03:49 Et il y avait un apaisement.
03:50 Et puis auparavant, quelque temps avant, j'avais rencontré ma copine actuelle
03:55 qui m'a donné énormément de force, qui m'a accepté avant ma transition, qui m'a soutenu.
03:59 Je lui ai dit "je suis un homme transgenre".
04:00 Elle m'a dit "OK".
04:01 Elle m'a dit "ben, t'es un homme, pour moi tu resteras un homme".
04:04 C'est trop surréaliste à des moments de se dire que,
04:06 après tout ce qu'on a vécu, tous les traumatismes que j'ai pu avoir avec mes anciennes relations,
04:10 qu'une femme m'accepte de cette façon.
04:12 Et puis on a fondé notre famille.
04:13 J'ai une petite et je peux dire enfin aujourd'hui que je suis un papa heureux et un homme heureux.
04:18 Le genre, on le sent au fond de nous.

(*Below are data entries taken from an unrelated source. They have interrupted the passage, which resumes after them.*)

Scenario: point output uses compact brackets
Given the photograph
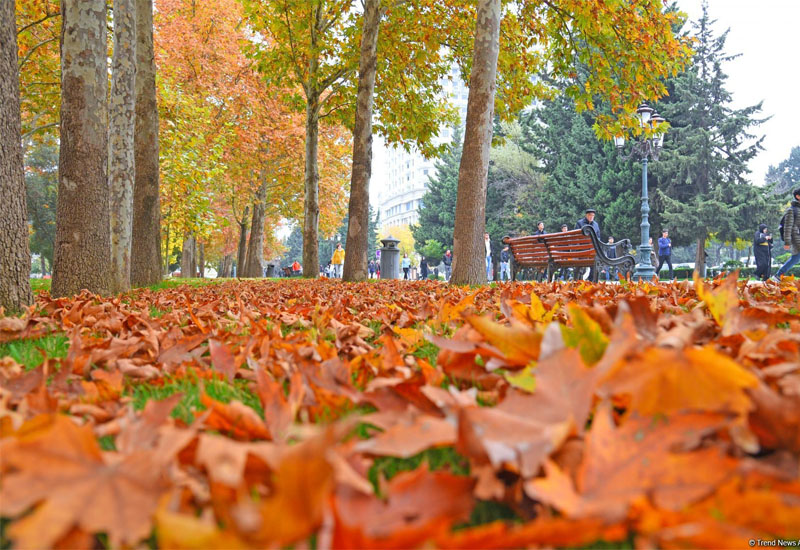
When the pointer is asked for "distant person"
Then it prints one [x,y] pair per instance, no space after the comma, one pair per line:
[338,261]
[487,243]
[447,260]
[664,252]
[588,220]
[405,263]
[762,249]
[505,267]
[791,235]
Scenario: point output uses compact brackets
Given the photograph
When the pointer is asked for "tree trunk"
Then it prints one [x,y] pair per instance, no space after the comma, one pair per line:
[15,254]
[120,143]
[241,258]
[201,260]
[146,236]
[255,251]
[699,259]
[468,249]
[82,245]
[188,255]
[311,203]
[355,262]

04:20 C'est pas ça qui va définir qui tu es.
04:22 Il n'y a personne qui peut définir qui je suis ou qui j'étais.
04:24 C'est moi qui le sens.
04:26 Des fois, oui, il y a des jours où je me lève, je dis "pourquoi à ce moment-là, je n'ai pas fait ça ?
04:29 Pourquoi je ne l'ai pas dit ? À ce moment-là, je n'étais pas prêt à le faire".
04:32 Et c'est pour ça que je dis toujours "il ne faut pas se précipiter".
04:34 Il y a un temps pour tout.
04:35 Ce n'est jamais trop tard.
04:36 Et il vaut mieux des fois que ce soit trop tard que trop tôt.
04:38 Parce que toutes les épreuves difficiles qu'on rencontre,
04:41 qu'on soit transgenre ou cisgenre ou peu importe,
04:44 dans nos vies, ça nous apporte du négatif sûr sur le moment.
04:47 Mais avec le recul, on prend ça comme une force.
04:49 Et on se bat.
04:50 Et quand on s'en sort, c'est que du bénéfice.